Still, Europeans should be ready for marked changes of priority. Clinton cannot ignore the popular mood that boosted the Trump and Sanders candidacies. This and her own concern about health care, gender issues, and income inequality, mean that her domestic agenda will come first.
Like every president, however, she will be forced to take up external challenges but will struggle to re-establish a bipartisan foreign policy. Without this, any new engagement with Europe will be limited.
She will be more effective in reaching out to Congress than Obama. But the Republicans may still control both House and Senate. This would reduce her freedom of manoeuvre over cabinet, supreme court and diplomatic appointments as well as international treaties.
Clinton has promoted the image of herself as more bellicose than President Obama, possibly to counter any suspicion of weakness in the minds of male voters. She did support American military involvement in the former Yugoslavia, Iraq, Afghanistan and Libya even if she is remembered for her advocacy of “smart power” as secretary of state. In reality, President Obama has deployed air power and special forces whenever he felt American interests threatened.
For Europe, the main difference in US external policies under President Clinton could well concern Russia. Clinton has faced an onslaught from Russian media and patronising attitudes from Russian leaders, including President Putin. Cyber-attacks on her campaign have not helped. She will respond resolutely to Russian provocations in the Baltic Sea area, Ukraine, Syria or elsewhere.
Today there is transatlantic and European unity over sanctions on Russia following the annexation of Crimea and Russian intervention in eastern Ukraine; there are calls for tougher measures because of the relentless bombing of Aleppo.

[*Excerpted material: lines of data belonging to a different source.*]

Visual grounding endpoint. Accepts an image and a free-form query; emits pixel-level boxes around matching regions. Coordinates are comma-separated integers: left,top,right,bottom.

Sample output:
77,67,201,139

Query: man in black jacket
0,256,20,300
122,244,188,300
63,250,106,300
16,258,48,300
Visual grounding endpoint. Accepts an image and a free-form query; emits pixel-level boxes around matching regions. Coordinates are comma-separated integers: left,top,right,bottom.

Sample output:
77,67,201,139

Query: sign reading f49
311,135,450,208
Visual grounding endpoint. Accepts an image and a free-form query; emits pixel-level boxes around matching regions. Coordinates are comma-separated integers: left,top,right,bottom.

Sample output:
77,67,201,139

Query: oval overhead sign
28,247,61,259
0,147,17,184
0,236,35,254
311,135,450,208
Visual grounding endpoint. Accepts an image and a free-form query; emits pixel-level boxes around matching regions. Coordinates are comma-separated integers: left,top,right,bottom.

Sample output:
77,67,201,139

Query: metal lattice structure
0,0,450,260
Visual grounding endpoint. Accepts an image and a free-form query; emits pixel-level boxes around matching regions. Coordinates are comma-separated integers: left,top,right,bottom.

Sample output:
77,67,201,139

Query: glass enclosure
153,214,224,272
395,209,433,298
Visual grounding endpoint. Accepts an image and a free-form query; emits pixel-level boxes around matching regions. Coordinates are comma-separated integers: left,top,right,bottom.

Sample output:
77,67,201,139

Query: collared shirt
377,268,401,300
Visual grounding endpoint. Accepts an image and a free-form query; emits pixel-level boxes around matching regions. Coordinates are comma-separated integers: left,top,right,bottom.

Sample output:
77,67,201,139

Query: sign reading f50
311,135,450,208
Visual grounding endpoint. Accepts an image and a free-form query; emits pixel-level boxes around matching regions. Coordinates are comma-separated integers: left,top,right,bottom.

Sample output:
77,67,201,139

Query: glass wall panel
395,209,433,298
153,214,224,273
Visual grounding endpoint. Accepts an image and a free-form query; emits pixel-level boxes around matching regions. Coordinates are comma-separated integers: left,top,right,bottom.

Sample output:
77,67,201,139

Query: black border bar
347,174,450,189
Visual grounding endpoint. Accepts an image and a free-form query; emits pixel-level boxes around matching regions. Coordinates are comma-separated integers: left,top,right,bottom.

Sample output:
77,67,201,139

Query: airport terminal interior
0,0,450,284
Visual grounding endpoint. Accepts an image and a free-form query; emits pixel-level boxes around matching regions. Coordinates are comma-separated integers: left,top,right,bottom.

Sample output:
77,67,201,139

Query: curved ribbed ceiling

But divergences may grow during her presidency if Europeans soften up on sanctions before Russia has moderated its position over Ukraine and Syria. Clinton favours energy diversification away from Russia and will look askance at new energy pipelines, such as the proposed Nord Stream II, linking Europe and Russia. President Clinton may well struggle to preserve transatlantic unity on Russia.
To be sure, President Clinton will view Europeans as America’s main allies and partners. But this will be tough love, dependent on Europeans fulfilling their commitment to contribute 2% of their GDP to security and defence. She will be happy if they strengthen defence and security cooperation whether through NATO or the EU. But if Europeans fall short on burden sharing, President Clinton could not be relied on to come to their rescue unquestioningly.

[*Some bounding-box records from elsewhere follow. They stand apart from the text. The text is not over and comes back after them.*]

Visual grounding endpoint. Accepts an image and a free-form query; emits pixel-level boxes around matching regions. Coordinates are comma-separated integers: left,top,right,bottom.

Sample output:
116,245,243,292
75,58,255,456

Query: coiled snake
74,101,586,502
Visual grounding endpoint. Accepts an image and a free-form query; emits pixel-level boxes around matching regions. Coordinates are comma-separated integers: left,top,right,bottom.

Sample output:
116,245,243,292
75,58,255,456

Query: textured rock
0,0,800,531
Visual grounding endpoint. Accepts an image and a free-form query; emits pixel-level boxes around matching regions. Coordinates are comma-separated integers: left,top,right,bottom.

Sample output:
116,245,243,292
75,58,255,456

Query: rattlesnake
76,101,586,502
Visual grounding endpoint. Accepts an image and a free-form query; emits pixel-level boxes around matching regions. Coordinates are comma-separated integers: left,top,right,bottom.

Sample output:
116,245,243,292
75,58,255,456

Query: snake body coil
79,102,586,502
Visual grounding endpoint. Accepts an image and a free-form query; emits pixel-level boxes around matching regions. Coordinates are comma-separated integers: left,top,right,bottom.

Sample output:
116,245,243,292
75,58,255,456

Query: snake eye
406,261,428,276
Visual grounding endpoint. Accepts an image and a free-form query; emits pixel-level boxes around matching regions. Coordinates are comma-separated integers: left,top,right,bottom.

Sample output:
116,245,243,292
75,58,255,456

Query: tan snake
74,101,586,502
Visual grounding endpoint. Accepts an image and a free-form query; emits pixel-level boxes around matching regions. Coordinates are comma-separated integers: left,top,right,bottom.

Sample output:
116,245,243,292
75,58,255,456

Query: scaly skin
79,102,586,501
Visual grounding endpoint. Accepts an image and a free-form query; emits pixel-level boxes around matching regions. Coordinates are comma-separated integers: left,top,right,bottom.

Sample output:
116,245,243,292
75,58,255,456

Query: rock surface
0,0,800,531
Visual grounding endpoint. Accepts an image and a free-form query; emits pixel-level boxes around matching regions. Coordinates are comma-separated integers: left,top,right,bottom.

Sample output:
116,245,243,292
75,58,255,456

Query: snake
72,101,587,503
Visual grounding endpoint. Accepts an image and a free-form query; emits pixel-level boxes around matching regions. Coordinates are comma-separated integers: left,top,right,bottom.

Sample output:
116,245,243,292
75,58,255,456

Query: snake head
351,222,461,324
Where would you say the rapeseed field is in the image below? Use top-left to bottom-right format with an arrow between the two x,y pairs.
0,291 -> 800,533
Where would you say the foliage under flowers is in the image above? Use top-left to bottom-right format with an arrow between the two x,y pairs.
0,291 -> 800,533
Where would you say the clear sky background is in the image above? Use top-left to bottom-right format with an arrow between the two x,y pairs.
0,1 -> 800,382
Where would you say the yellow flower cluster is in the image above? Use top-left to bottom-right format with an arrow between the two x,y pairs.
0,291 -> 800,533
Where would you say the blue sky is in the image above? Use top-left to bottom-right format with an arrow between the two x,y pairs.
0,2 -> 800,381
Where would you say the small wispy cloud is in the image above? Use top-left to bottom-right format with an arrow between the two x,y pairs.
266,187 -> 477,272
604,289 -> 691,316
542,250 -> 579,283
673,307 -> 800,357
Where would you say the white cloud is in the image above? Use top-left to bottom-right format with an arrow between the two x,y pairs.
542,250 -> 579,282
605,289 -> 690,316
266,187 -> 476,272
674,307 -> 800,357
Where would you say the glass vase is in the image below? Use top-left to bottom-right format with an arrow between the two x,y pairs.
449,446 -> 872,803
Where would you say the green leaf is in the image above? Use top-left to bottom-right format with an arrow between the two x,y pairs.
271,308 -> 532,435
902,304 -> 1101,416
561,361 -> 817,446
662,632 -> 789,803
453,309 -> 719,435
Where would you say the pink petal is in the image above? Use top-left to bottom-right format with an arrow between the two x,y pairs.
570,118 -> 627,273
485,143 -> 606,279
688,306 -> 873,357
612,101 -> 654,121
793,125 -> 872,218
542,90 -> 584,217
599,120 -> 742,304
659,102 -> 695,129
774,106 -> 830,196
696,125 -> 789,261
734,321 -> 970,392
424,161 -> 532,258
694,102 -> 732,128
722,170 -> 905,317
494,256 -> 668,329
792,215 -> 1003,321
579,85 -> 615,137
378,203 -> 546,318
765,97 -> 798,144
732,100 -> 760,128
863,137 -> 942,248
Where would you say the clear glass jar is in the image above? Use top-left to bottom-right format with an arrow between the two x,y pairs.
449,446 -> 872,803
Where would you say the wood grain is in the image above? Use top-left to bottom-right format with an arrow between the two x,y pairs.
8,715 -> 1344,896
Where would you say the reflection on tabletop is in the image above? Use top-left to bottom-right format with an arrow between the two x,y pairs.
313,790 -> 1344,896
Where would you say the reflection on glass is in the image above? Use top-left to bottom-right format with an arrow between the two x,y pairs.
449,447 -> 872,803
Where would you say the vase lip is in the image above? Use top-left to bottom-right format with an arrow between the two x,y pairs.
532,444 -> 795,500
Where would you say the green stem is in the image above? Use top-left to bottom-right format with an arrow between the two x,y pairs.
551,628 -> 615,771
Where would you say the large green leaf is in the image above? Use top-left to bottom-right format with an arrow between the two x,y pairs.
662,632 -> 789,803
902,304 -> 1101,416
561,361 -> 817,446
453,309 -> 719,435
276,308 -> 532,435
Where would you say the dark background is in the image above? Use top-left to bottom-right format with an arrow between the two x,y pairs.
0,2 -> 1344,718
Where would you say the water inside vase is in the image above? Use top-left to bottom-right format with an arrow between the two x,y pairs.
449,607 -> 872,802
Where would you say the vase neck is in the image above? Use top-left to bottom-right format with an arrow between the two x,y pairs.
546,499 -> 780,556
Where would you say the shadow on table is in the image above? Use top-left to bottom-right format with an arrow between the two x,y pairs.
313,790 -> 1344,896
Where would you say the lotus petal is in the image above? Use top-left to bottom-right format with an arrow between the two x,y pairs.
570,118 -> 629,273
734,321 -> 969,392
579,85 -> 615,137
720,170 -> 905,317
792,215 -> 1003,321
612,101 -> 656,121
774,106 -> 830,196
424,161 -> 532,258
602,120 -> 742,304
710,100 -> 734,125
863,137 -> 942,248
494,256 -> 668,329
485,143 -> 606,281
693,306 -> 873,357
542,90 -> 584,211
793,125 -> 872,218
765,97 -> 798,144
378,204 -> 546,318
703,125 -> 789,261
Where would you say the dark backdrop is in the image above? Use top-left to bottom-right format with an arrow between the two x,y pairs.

On trade, President Clinton’s instincts will be liberal. But she cannot change position again and support the Trans-Pacific Partnership, a trade agreement concluded by the Obama administration with twelve Pacific rim countries, excluding China. If she wants to develop a trade agenda, she might be tempted to revive the proposed Transatlantic Trade and Investment Partnership (TTIP) with the EU.

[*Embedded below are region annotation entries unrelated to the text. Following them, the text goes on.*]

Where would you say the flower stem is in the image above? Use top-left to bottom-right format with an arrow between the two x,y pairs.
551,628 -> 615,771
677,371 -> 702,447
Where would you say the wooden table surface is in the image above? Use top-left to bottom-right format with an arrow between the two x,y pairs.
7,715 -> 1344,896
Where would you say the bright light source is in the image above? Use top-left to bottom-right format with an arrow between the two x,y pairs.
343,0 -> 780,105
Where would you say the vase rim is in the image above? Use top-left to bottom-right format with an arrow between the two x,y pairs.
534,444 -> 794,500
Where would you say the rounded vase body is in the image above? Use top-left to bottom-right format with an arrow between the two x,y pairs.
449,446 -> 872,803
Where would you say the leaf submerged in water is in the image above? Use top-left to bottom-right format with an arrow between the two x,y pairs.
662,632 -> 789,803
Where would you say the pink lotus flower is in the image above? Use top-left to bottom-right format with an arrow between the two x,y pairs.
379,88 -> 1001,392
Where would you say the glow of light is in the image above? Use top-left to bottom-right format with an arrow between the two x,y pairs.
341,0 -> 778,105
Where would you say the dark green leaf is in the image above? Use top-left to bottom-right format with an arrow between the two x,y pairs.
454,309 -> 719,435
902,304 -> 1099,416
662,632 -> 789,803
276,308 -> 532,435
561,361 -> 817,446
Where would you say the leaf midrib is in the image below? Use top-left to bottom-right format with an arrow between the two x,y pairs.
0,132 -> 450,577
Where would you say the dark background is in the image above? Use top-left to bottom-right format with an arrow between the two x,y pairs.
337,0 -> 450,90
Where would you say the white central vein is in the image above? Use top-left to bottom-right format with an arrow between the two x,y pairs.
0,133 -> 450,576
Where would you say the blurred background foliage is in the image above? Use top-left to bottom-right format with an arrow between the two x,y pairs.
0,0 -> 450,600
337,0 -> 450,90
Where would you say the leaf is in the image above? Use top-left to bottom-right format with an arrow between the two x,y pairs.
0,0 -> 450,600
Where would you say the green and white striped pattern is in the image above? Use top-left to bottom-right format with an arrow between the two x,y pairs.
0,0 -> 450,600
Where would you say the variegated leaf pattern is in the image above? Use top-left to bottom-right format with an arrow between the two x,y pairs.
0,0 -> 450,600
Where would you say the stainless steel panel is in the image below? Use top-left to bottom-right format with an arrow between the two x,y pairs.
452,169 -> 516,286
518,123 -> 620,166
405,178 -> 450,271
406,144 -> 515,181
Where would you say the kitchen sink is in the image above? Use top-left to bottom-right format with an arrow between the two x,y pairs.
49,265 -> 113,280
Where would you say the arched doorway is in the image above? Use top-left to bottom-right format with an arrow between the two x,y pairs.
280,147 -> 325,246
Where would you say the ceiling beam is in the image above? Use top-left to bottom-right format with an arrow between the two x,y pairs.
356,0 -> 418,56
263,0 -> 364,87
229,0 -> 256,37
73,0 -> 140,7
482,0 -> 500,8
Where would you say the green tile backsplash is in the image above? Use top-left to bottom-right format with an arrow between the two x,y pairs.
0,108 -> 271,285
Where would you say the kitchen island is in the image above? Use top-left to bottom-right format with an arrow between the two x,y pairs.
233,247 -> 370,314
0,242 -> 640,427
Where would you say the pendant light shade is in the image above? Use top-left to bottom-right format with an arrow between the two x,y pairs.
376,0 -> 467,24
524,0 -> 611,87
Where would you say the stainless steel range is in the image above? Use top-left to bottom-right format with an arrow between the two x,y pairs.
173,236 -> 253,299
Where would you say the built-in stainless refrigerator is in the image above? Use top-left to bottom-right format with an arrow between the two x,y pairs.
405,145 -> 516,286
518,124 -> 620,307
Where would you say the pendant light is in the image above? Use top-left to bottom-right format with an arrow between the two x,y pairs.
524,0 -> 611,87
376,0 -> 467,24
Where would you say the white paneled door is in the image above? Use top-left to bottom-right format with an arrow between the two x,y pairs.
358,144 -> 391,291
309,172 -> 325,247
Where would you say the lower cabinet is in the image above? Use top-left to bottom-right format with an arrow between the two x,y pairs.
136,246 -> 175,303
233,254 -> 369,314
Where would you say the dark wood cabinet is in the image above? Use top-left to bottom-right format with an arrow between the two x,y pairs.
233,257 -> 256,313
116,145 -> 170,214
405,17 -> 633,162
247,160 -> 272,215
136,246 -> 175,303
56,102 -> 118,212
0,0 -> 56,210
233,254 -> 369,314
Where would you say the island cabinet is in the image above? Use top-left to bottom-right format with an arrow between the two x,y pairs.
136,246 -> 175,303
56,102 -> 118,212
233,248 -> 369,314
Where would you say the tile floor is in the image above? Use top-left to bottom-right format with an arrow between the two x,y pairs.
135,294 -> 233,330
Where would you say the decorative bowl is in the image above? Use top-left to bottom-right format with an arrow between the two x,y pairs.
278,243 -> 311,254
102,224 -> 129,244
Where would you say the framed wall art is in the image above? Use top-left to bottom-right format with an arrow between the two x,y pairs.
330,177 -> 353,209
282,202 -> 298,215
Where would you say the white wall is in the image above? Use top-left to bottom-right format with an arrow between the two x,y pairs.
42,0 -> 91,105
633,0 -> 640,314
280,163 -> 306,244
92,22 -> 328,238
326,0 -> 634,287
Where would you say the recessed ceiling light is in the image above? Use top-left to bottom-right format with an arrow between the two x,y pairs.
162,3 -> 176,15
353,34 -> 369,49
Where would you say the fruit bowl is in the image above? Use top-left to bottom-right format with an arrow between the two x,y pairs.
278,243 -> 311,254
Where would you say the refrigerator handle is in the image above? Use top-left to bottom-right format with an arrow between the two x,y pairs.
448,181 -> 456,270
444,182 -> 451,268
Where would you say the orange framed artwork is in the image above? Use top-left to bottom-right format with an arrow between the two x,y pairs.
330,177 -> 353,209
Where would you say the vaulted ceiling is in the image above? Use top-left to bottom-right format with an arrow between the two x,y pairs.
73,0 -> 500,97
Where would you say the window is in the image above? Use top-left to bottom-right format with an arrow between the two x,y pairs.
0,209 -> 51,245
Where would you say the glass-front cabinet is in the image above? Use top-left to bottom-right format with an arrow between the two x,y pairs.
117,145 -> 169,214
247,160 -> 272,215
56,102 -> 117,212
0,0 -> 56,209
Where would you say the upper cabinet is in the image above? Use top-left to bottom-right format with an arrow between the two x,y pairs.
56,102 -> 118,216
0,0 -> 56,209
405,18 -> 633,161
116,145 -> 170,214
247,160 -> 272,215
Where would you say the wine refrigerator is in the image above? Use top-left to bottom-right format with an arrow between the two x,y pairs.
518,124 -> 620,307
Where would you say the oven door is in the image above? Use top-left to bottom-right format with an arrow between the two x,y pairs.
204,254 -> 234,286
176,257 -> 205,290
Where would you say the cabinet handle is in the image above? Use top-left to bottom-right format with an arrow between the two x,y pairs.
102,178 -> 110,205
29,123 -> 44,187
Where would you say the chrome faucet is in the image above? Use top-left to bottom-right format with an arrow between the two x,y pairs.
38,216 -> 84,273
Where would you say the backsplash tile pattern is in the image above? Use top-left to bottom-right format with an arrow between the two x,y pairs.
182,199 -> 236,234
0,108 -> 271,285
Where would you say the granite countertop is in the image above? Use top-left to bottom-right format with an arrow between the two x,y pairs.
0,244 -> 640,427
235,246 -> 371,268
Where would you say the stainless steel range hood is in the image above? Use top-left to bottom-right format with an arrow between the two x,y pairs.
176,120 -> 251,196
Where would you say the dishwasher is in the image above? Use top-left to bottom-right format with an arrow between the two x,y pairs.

But it faces obstacles from Congress, labour unions, the European Parliament and public opinion on both sides of the Atlantic. The CETA difficulties suggest that henceforth it may be impossible for the EU to approve any international agreement which is submitted to the member states for ratification. President Clinton will have little sympathy for Brexit and is unlikely to give priority to a trade agreement with Britain over engagement with the EU.
Her administration will work closely with European states and institutions on counter-terrorism, cybersecurity, climate change and other 21st century challenges. She will aim to strengthen relations with Latin America, a goal shared with Spain and Portugal, after receiving overwhelming support from Hispanic voters in the election.
Europeans will be far more comfortable with President Clinton than with a President Trump. But they will need to keep her engaged by trying harder to overcome their own disorders and by breathing new life into the European project.